The basic theme of "The Tell-Tale Heart" is to delve into the depths of the human mind; Poe uses the story to investigate the motives and pathologies of a crazy man, who, oddly, is the narrative's narrator and informs the reader from the start: "True! I am mad!" Through this investigation the author tries to find out whether there is any cure for madness. He concludes that there is not, but that we must learn to live with our conditions.

Poe starts off his story by explaining that the heart of the protagonist, whom he calls "the tell-tale heart", can be heard beating at night in his chamber where it hangs on a wall. The room is dark, so when light is let into it through a window, it makes the heart beat faster because it thinks there's someone inside the room. Soon the person who lived here began to feel guilt over his deed and went mad.

This story was written in 1843. At first glance, it might seem like a tale of horror, but it's actually about mental illness. The main character is a sane man who lives with a crazy woman. When she dies, he goes insane too. There is no way to cure him or her from their illnesses, but they have to live together in that house until one of them dies. This story was written before doctors knew how to treat patients with mental problems so it may have been based on a real incident.

What emotions does Poe create in this story?

"The Tell-Tale Heart" is an all-time short tale classic. Poe uses the narrator's denial of lunacy, the depiction of the old man's eye, and the recurrence of key phrases throughout the narrative to create an eerie, unsettling atmosphere. The reader also experiences fear as they think about what would happen if the heart spoke.

Emotions are one of the main themes in "The Tell-Tale Heart". Most people will be scared by the story but will also feel pity for the old man who keeps killing himself. Some might even laugh at his madness!

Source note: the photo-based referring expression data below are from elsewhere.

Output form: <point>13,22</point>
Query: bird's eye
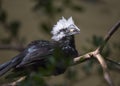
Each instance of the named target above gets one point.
<point>72,30</point>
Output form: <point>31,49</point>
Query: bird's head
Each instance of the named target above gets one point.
<point>64,28</point>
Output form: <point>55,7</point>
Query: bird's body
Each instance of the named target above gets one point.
<point>45,54</point>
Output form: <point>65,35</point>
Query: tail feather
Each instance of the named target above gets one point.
<point>5,67</point>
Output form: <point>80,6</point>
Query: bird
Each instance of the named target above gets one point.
<point>55,54</point>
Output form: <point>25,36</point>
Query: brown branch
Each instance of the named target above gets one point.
<point>98,56</point>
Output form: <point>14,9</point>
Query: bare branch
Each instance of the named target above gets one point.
<point>104,67</point>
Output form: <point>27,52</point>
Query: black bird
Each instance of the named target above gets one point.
<point>42,53</point>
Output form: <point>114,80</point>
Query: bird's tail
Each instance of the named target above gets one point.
<point>5,67</point>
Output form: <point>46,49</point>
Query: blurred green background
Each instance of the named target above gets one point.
<point>33,20</point>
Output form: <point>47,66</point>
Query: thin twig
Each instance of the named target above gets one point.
<point>104,67</point>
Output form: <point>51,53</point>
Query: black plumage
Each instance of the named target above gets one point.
<point>45,54</point>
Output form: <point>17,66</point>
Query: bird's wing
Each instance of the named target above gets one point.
<point>37,52</point>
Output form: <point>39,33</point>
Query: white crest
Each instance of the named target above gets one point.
<point>61,24</point>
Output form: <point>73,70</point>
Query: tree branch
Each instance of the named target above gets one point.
<point>96,54</point>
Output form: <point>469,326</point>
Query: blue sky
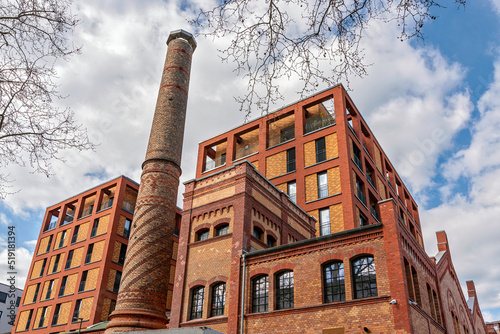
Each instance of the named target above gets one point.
<point>439,98</point>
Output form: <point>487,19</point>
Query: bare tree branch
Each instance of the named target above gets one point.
<point>279,39</point>
<point>33,131</point>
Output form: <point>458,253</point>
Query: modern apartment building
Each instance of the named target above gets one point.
<point>256,261</point>
<point>76,269</point>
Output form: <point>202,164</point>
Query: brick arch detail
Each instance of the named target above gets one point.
<point>259,225</point>
<point>196,283</point>
<point>217,279</point>
<point>202,227</point>
<point>283,267</point>
<point>361,251</point>
<point>259,271</point>
<point>221,221</point>
<point>331,257</point>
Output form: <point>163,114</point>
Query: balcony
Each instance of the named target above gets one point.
<point>127,206</point>
<point>323,191</point>
<point>246,150</point>
<point>214,163</point>
<point>318,122</point>
<point>284,135</point>
<point>357,161</point>
<point>107,204</point>
<point>361,196</point>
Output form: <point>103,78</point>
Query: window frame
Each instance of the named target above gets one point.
<point>284,290</point>
<point>360,293</point>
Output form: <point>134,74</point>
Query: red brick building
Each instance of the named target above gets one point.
<point>76,269</point>
<point>359,267</point>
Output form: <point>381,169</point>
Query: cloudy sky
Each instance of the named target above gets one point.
<point>434,106</point>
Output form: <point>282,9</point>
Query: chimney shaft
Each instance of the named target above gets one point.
<point>142,298</point>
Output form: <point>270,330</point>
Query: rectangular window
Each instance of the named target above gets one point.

Poe wanted us to experience both fear and sympathy for the victim of this terrible curse.

Poe also wants us to understand that violence against others can lead to violence within you. Even though the old man tries to kill himself several times, he cannot escape from the heart once it has been installed in him.

Finally, Poe wants us to know that something can be heard even when it is not being said. In other words, the heart is telling everyone that it is responsible for the murders it commits.

This story is very popular because we all want to know what would happen if someone was crazy enough to do such a thing. Would they really go around murdering people? Or is this just a story for entertainment purposes? Only you can decide!

About Article Author

Hannah Hall

Hannah Hall is a freelance writer and editor with a passion for words. She loves to read and write about all sorts of things: from personal experience to cultural insights. When not at her desk writing, Hannah can be found browsing for new books to read or exploring the city sidewalks on her bike.